Los campeones del llamado neoliberalismo presentan como una verdad evidente por sí misma –que no requiere demostración, por lo tanto– el dogma según el cual la puesta de las empresas públicas en manos privadas contribuye al incremento de la competencia y, en consecuencia, al abaratamiento de los precios.
Entiendo bien que huyan de aportar pruebas de que las cosas son así, porque lo tendrían crudo.
Hay dos sectores clave de la economía española –no sólo española, ni mucho menos, pero me centro en la que nos toca sufrir de modo más directo– que han sido sometidos en los últimos años al tratamiento de choque de la privatización sin que esa transformación haya redundado ni poco ni mucho en beneficio de los usuarios.
Estoy aludiendo, por supuesto, a los mercados de la telefonía y los carburantes.
Es falso que se hayan liberalizado. Lo que han hecho es reemplazar los anteriores monopolios estatales por oligopolios de oferta privada.
Los integrantes del puñado de empresas privadas que han ocupado el espacio del monopolio estatal acuden al mercado con precios falsamente plurales. No me es posible afirmar que son precios pactados, porque si lo dijera tendría que aportar las pruebas de mi acusación, y no las tengo (yo qué sé si se reúnen, si se hablan por teléfono o cómo se las arreglan). A cambio, lo que sí puedo denunciar, porque para eso me basta con llamar la atención sobre los resultados, es que los precios acaban estableciéndose como si las empresas oligopólicas los hubieran pactado previamente.

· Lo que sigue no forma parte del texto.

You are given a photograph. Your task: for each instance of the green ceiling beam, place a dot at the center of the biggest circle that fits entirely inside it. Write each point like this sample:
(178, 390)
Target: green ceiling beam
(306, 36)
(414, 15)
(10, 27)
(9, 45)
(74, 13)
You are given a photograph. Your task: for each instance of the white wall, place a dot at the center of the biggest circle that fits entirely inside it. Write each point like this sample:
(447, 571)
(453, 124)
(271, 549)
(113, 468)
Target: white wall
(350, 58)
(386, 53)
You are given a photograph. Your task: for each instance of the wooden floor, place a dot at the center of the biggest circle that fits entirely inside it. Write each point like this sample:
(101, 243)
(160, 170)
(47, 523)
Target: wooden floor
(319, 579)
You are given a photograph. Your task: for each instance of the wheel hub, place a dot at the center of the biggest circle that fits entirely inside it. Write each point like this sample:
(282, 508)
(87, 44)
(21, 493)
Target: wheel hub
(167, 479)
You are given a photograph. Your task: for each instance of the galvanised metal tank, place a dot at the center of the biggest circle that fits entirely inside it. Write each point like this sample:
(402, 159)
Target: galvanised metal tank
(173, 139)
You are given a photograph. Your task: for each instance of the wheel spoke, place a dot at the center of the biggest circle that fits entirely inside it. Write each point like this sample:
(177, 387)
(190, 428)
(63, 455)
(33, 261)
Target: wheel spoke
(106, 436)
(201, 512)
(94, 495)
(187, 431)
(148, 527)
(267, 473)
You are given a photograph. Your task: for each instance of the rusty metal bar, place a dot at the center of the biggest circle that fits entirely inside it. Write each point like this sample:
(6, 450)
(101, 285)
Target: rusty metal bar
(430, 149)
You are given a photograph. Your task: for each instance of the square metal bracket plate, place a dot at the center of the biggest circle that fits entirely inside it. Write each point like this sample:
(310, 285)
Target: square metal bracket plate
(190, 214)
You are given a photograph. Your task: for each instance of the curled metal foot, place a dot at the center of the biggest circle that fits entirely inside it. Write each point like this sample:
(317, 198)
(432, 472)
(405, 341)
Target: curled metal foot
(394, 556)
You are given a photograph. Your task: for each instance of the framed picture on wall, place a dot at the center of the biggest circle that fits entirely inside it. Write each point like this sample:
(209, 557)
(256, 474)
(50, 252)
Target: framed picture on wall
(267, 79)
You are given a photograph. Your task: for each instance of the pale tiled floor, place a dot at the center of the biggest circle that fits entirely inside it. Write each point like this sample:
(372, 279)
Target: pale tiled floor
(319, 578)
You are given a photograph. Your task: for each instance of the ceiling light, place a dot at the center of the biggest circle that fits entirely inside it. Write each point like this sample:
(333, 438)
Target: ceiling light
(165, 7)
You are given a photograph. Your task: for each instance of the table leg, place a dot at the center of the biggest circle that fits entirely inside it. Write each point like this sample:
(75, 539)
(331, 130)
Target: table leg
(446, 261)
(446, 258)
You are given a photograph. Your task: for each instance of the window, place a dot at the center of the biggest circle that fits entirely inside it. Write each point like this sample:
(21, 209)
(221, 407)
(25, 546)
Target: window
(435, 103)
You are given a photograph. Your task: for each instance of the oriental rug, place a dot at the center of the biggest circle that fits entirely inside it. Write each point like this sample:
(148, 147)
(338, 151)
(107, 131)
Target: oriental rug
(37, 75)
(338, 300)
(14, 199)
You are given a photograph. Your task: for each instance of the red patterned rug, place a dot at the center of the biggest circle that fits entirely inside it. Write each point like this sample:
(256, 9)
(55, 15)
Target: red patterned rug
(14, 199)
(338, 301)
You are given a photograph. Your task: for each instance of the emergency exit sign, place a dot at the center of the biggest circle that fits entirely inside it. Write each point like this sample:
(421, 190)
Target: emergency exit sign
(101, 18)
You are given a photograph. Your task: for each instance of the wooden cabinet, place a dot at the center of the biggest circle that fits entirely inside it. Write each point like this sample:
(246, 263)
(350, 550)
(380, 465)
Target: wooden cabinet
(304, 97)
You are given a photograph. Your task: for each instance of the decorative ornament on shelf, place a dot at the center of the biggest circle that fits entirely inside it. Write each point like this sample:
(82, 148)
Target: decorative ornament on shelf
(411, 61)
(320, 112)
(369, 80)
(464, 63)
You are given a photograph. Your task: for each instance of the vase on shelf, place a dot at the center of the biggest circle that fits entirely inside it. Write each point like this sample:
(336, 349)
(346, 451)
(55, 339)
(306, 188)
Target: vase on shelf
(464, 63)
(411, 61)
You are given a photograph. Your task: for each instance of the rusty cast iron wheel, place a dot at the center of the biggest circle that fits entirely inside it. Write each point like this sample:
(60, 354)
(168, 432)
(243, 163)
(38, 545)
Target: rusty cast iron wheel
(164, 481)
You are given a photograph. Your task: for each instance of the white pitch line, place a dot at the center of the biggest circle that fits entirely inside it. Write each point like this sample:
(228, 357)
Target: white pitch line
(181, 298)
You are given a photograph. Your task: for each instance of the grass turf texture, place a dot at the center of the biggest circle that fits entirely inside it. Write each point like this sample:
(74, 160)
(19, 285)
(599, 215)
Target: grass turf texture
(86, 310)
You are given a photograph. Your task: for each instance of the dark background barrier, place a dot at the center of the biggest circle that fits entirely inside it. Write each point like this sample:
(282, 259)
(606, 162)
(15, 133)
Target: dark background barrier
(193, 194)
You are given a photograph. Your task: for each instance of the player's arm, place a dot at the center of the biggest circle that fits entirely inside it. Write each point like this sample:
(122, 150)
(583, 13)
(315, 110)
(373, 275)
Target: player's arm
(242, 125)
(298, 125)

El caso más obvio se nos viene encima el 1 del próximo mes: todas las empresas de telefonía móvil (todas menos una recién llegada, que está dispuesta a limitar sus beneficios de manera temporal para hacerse un hueco) han decidido subir los precios para neutralizar la rebaja de beneficios que les acarrearía la nueva legislación contra el redondeo de tarifas.
¿En qué ha salido ganando el
pueblo llano con las privatizaciones? En nada que pueda constatarse con un
mínimo de claridad. A cambio, sí está claro en qué ha perdido. Antes, al menos,
las empresas que obtenían grandes beneficios en ese par de sectores eran
estatales, de modo que sus ganancias iban a engrosar el erario. Otra cosa es que
luego el Estado se las ingeniera para gastar con más o
menos provecho general lo que ganaba con ellas.
Pero podía hacerlo. Ahora las ganancias van
directamente a bolsillos particulares.
Si eso es progreso, que venga Adam Smith y lo vea.